I READ with interest various letters complaining about media bias against Scotland/the SNP/All Under One Banner marches and a number of other topics relevant and pertaining to Scotland.

Unfortunately for Scotland, broadcasting is a reserved issue. We all know that the BBC is biased against us, yet we have to pay a licence fee to them. They inevitably use that money to berate us and they don’t stick to their impartiality rules. As for the independent television companies, they look to their commercial sponsorship and backers and the majority of viewers who are English. This has been the norm for decades now and won’t change. So why are we complaining about it and have we learned nothing over the years?

After the referendum in 2014, we realised we had to do things on our own. We, the people of Scotland, became motivated to win our freedom and we’ve marched all over the country. We’re doing things Westminster and the English establishment can’t comprehend. As a result, they’re sticking their collective heads in the sand because they don’t know what to do and now see Scotland as a lost cause.

The latest opinion polls put Independence at 48% with a plus or minus of about 3%, which could put us just over the line, and that’s only for those over 18. Take into consideration those who will have the vote on the day and we could add another 3% or 4% on to this easily. As a result, the people of Scotland now believe that we’re going to achieve independence sooner rather than later.

In the 1960s the BBC tried and failed to control the rise of popular music, and as a result a number of pirate radio stations emerged and the BBC had to capitulate rather embarrassingly. However, I’m not advocating that we set up a pirate television station, but we could set up our own television channel well within the law and rules, either via a subscription channel or from the budget allocated to Holyrood.

There’s a devolved administration in Moldova and Catalonia in Spain, both of which run their own television stations from their allocated budgets. The devolved area in Moldova is an ethnic minority and smaller than Ayrshire, and if these places can do it then so can we and I believe that we should. All that is required is to purchase a license to broadcast, appoint a few executives and get some reporters who believe in independence – and there

must be some. Then we can inform the people of Scotland in an unbiased way what the truth is about events around Scotland and abroad that would be of interest to us.

If we do this, then when “the establishment” rolls out faded and aged English pop stars, comedians and former sports stars telling us how to vote, we can interview them and ask them relevant questions as to what they know about Scottish matters and if they have a vote in Scotland. The same with the English politicians when they insist that we won’t get a Section 30 order, when they know full well they’ll have to grant it because if they don’t then all they’re doing is getting more people to join the independence cause.
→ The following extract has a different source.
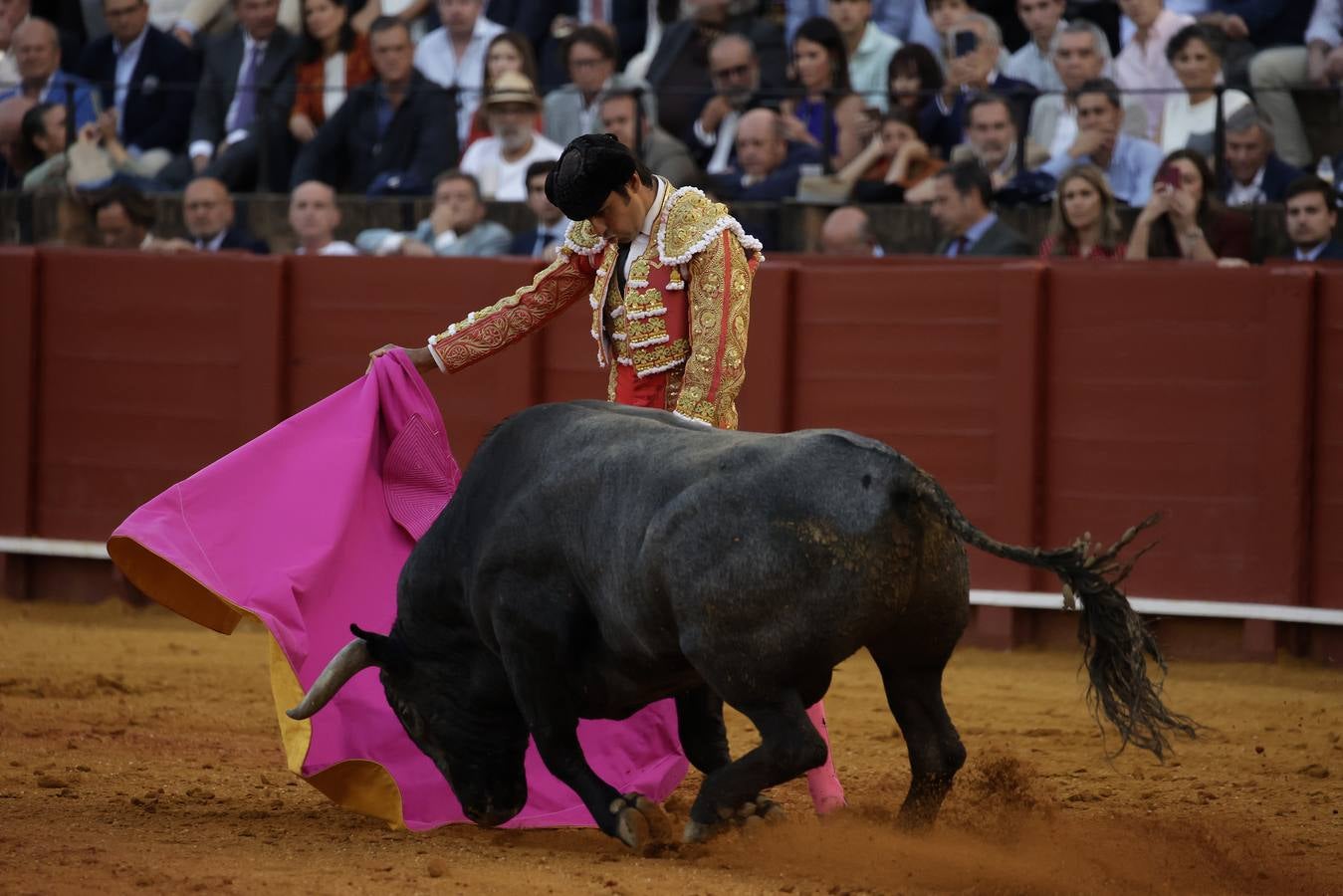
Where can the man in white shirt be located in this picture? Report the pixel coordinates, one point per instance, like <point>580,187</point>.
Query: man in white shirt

These same English politicians will also have to negotiate the settlement and break-up of their beloved Union they so desperately want to avoid. So obviously they want to deny what is the reality and inevitability of the independence movement.

Effectively, we the people of Scotland have decided that we are an independent nation and all that matters now are the legal niceties. As long as we keep on the right side of the law, we can push thing to the next stage before Nicola Sturgeon announces the date. A television station is the obvious next step that we need to take to resolve media bias.